4 C’s: Know Before You Buy
When it comes to buying sapphires, all colours and cuts come with different prices, and its all about knowing what to look for!
First and foremost – always make sure your gemstone has been authenticated and certified!
When it comes to choosing your cut for your gem, you can either pick a design which maximizes the colour or enhances the light refraction and scintillation. Brilliant cuts such as round, pear, or princess, all improve the sparkle of your sapphire, whereas step cuts with large facets such as the cushion or oval cut can intensify its colour. Pick the style which fulfils your needs and desires the best.
Blue sapphires, leuko-sapphires and Padparadscha sapphires are the most expensive forms of sapphire due to their rarity and popularity. Following this, all types of blue sapphire tend to come at a more premium price due to them being the most well known. All other forms of sapphire are more affordable, but just as beautiful! In general, those stones which have greater intensity and saturation are more expensive.
All sapphires contain some percentage of inclusions within their body, which authenticates their natural origin and enhances their colour and uniqueness. Those stones which are found on the market with no inclusions and 100% clarity are likely to be synthetic and artificially created, and are far more generic than their natural born twins.
When it comes to buying sapphires, its good to know that the diamond is the only substance harder than itself and so works perfectly in jewellery – however sapphire are denser than diamonds, meaning a higher price per carat weight, and therefore potentially a more expensive purchase. This being said, many factors affect the price of a sapphire and not just carats. Its good to keep in mind that because a sapphire is a denser gemstone than others it will come at a greater price the larger the stone you’re looking for, but they are popular for a reason – and their strength means a lovely long lifetime and ultimately good bang for your buck.

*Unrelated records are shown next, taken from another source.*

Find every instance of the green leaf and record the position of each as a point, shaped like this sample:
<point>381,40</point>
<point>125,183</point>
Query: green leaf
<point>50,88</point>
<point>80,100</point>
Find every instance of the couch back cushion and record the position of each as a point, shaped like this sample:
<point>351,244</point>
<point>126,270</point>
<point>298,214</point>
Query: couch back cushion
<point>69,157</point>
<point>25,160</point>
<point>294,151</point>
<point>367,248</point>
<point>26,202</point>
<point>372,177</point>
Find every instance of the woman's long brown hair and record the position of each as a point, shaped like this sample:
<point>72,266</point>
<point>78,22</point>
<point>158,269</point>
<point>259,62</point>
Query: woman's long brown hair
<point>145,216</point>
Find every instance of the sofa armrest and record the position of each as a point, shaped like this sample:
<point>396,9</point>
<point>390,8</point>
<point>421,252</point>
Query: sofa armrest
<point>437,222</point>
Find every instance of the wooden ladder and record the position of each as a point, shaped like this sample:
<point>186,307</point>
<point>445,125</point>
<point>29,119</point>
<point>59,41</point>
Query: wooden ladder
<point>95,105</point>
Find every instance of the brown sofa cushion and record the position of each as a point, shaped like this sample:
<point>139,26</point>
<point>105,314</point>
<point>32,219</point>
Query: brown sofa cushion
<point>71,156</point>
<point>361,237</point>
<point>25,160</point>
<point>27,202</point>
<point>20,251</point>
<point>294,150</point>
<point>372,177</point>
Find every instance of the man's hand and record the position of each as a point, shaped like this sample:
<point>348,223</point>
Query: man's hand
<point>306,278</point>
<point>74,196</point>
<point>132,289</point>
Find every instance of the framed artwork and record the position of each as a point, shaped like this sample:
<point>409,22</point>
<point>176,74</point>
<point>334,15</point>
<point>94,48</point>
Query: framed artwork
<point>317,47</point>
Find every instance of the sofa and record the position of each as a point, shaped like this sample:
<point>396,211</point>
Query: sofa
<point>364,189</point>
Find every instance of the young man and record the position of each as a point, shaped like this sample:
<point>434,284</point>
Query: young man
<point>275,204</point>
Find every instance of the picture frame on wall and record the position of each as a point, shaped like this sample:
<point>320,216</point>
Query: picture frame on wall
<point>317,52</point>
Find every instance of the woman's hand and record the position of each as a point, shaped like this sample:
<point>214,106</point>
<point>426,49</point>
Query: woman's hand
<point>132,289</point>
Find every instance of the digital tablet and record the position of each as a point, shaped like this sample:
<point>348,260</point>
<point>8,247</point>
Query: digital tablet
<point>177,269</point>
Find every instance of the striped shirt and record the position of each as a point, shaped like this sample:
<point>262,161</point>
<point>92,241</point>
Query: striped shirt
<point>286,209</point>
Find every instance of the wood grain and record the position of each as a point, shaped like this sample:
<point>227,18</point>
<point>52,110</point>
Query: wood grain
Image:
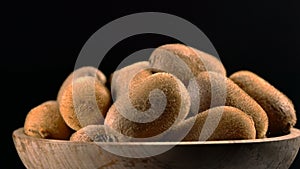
<point>277,152</point>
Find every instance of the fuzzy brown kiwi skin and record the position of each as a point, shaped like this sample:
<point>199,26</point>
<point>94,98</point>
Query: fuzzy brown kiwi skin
<point>139,94</point>
<point>233,124</point>
<point>279,108</point>
<point>184,61</point>
<point>77,102</point>
<point>45,121</point>
<point>120,79</point>
<point>233,96</point>
<point>81,72</point>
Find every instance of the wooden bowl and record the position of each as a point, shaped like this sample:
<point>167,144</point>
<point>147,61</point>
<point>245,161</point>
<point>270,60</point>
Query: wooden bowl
<point>276,152</point>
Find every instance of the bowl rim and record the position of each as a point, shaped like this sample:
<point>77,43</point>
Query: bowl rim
<point>294,133</point>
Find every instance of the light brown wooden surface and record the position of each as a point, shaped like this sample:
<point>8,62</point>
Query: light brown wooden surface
<point>269,153</point>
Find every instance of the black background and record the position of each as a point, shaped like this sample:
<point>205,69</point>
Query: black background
<point>41,41</point>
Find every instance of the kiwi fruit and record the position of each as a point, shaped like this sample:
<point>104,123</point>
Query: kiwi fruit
<point>45,121</point>
<point>184,62</point>
<point>212,93</point>
<point>84,102</point>
<point>94,133</point>
<point>217,123</point>
<point>121,78</point>
<point>81,72</point>
<point>154,103</point>
<point>279,108</point>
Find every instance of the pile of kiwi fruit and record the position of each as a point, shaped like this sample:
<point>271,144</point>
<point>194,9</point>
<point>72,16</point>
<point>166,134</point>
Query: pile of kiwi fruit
<point>179,94</point>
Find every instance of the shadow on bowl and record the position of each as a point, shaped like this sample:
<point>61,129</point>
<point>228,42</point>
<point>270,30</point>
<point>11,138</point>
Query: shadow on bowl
<point>268,153</point>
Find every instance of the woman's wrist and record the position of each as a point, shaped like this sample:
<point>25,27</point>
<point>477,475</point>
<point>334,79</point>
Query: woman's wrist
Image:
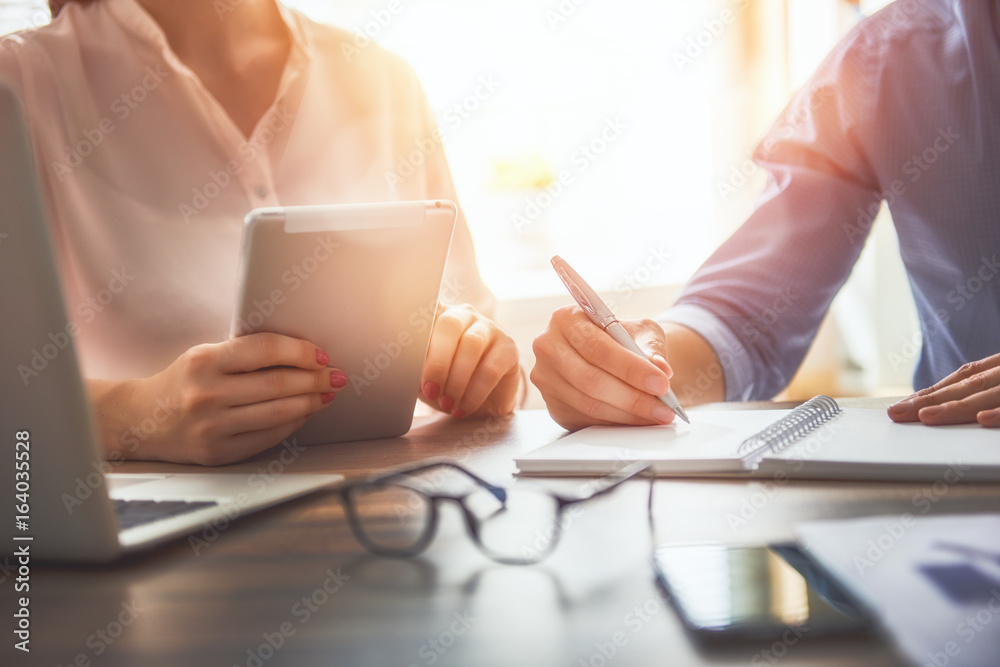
<point>121,434</point>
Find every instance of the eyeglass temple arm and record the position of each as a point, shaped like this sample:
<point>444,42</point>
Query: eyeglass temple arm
<point>498,492</point>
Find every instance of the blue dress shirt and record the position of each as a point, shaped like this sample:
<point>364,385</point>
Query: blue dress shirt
<point>905,110</point>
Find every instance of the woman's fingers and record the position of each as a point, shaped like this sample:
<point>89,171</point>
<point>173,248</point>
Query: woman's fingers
<point>271,414</point>
<point>245,445</point>
<point>449,327</point>
<point>281,382</point>
<point>263,350</point>
<point>956,399</point>
<point>496,367</point>
<point>563,373</point>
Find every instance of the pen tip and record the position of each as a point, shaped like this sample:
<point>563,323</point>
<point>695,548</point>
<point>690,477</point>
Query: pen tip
<point>680,413</point>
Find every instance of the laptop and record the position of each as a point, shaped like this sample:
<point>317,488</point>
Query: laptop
<point>68,504</point>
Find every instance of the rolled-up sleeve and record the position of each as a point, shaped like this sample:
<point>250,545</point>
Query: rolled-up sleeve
<point>760,298</point>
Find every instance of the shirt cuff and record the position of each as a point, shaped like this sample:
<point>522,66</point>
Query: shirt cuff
<point>737,367</point>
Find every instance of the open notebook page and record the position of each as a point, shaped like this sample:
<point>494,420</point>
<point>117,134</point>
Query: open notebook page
<point>864,443</point>
<point>708,445</point>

Sapphires are timeless gems which act as forever stones just as much as the diamond. Due to sapphires varying in colour and cut, you can let your creative freedom run wild when it comes to incorporating them in your jewellery and outfits. Perhaps you want a solitaire ring, studs, or another jewellery piece that requires just one stone to pick? When looking for a metal to choose from, white gold or platinum best matches with cool toned colours such as blue, green and purple. Yellow gold matches best with warm toned colours such as pinks, oranges and yellows. Leuko-sapphires of course can match with any colour band due to their colourless interior, or why not match a pink sapphire with a rose-gold band for a beautiful combination. Maybe you’re looking for a variety of colours for a trilogy ring? Why not pick a white gold band and have a midnight sky theme, consisting of purple, blue, and black sapphires? There is no end to the possibilities with sapphires so enjoy having a browse and finding whats right for you.